Research shows women who eat kale reduce their susceptibility to cancer at a variety of organ sites but especially the breast. This is due to the active compound glucosinolate which is converted into cancer fighting isothiocyanates. The researchers concluded that foods high in these compounds should be part of a cancer protective diet.

Recent researchers have looked into the role of isothiocyanates and inflammation. It appears that dietary sources of these powerful health promoting compounds such as kale can modify and actively inhibit a key step in inflammatory conditions such as arthritis, obesity and heart disease.

Kale in particular is high in vitamin A, vitamin C and vitamin K. If you eat 100 grams of kale you will be loaded with twice the RDI for vitamin A, 2 ½ times the RDI for vitamin C and a huge 10 times the RDI for vitamin K. Remember that vitamins A and C are wonderful antioxidants and keep us looking fabulous both on the inside and outside. Now that is an incredibly therapeutic food! Kale is a perfect detox food as it is high in substances that strongly promote the breakdown of toxins within the liver.

Kale is available from the middle of winter to early spring and look to buy the smaller varieties as they have a sweeter flavour than the larger ones. Before using make sure that you remove the inner white stalk as it is too tough and fibrous for eating. Blanch in hot salted water for 30 seconds to tenderise before using.

Kale is wonderful simply sautéed with garlic, onion and chilli as a side dish or finely chop and sauté with speck, chilli and garlic, add cannellini beans for a quick lunch.

Kale contains goitrogens which can affect your thyroid.

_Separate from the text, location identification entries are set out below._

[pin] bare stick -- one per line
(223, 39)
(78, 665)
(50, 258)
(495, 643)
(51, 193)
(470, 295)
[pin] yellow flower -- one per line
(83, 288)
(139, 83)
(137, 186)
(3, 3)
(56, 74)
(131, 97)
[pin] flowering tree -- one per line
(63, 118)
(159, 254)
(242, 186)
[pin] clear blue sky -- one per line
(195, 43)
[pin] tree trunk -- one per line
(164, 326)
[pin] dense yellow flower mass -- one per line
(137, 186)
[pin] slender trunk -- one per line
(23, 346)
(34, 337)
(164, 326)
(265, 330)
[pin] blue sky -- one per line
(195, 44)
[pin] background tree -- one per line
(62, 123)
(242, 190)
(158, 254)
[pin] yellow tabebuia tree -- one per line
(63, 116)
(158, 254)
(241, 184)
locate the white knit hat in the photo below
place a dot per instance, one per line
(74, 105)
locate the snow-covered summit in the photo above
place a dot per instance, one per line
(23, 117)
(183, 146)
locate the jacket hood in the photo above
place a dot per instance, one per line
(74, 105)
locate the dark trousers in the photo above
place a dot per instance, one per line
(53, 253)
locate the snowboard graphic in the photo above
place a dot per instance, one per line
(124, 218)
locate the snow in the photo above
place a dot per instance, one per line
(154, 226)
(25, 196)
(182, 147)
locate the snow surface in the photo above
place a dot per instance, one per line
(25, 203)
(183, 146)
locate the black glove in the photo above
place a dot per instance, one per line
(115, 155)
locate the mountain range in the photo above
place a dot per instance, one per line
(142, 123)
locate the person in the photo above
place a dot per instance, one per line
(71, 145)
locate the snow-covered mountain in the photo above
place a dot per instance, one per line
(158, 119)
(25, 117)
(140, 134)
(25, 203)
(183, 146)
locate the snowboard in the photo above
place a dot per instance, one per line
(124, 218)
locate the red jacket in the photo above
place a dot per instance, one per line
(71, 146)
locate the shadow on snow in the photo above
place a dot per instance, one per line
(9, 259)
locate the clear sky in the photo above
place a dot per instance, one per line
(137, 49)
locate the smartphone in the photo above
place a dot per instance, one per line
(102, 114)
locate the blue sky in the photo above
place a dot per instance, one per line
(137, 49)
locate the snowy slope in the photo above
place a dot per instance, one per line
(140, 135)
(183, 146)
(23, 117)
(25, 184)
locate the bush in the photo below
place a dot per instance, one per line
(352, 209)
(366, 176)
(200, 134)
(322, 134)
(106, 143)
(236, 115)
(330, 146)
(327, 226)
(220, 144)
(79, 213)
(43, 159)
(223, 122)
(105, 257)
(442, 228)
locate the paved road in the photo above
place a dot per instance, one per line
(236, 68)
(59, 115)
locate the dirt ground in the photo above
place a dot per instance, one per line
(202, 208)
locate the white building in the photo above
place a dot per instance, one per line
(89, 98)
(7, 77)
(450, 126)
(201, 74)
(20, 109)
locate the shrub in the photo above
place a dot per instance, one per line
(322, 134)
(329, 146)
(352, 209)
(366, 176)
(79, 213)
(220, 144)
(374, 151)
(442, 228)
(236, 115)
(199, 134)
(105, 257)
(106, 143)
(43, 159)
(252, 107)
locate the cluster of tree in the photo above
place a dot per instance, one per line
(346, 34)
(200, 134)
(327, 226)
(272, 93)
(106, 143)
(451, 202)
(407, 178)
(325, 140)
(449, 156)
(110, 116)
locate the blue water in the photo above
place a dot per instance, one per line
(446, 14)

If you have an underactive thyroid ensure you cook kale before eating so that you deactivate the enzymes responsible for their ability to adversely impact your thyroid.

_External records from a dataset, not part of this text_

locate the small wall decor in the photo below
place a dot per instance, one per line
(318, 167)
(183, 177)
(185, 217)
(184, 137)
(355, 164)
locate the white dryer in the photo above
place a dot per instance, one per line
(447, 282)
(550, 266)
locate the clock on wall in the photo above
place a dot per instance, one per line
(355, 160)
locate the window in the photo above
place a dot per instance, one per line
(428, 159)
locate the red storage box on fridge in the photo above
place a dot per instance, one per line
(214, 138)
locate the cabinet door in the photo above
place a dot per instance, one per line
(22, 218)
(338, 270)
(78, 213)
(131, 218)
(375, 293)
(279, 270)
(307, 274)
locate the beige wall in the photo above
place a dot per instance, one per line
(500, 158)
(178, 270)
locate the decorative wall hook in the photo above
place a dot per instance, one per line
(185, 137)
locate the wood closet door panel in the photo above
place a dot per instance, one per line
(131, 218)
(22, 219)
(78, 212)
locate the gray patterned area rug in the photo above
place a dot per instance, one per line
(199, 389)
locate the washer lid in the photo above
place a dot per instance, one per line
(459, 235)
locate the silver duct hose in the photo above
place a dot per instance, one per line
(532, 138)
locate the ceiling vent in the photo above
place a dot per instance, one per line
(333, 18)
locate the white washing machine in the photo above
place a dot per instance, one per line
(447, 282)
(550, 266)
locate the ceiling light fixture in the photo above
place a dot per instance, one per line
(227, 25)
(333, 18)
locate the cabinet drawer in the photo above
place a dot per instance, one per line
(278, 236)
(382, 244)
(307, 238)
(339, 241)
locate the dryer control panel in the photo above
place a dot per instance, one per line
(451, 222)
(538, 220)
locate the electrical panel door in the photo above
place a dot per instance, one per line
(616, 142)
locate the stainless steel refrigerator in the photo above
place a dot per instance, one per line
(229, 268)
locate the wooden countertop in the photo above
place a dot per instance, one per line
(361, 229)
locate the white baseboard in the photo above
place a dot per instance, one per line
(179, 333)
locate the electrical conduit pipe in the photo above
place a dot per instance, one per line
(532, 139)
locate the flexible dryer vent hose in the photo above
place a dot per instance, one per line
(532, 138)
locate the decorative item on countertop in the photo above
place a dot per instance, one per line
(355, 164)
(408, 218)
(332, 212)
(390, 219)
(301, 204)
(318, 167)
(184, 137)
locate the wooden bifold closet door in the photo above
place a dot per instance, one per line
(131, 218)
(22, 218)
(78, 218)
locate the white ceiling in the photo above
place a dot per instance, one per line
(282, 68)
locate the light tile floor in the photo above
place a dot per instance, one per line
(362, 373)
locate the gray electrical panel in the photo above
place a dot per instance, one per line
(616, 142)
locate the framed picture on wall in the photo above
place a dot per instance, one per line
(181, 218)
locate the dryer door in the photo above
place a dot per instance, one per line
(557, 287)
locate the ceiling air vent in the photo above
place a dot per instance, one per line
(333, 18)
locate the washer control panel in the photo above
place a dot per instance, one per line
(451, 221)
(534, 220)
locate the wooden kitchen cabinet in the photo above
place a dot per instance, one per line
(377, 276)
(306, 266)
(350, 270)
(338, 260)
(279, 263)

The Environmental Working Group has listed kale 8th on its list of contaminated food in their most recent publication “Shoppers Guide to Pesticides”. Approximately 10 different pesticides were found on the average kale leaf so please ensure that you buy local organic kale only.

To help prevent cancer, reduce levels of inflammation and keep you looking gorgeous enjoy kale on a regular basis.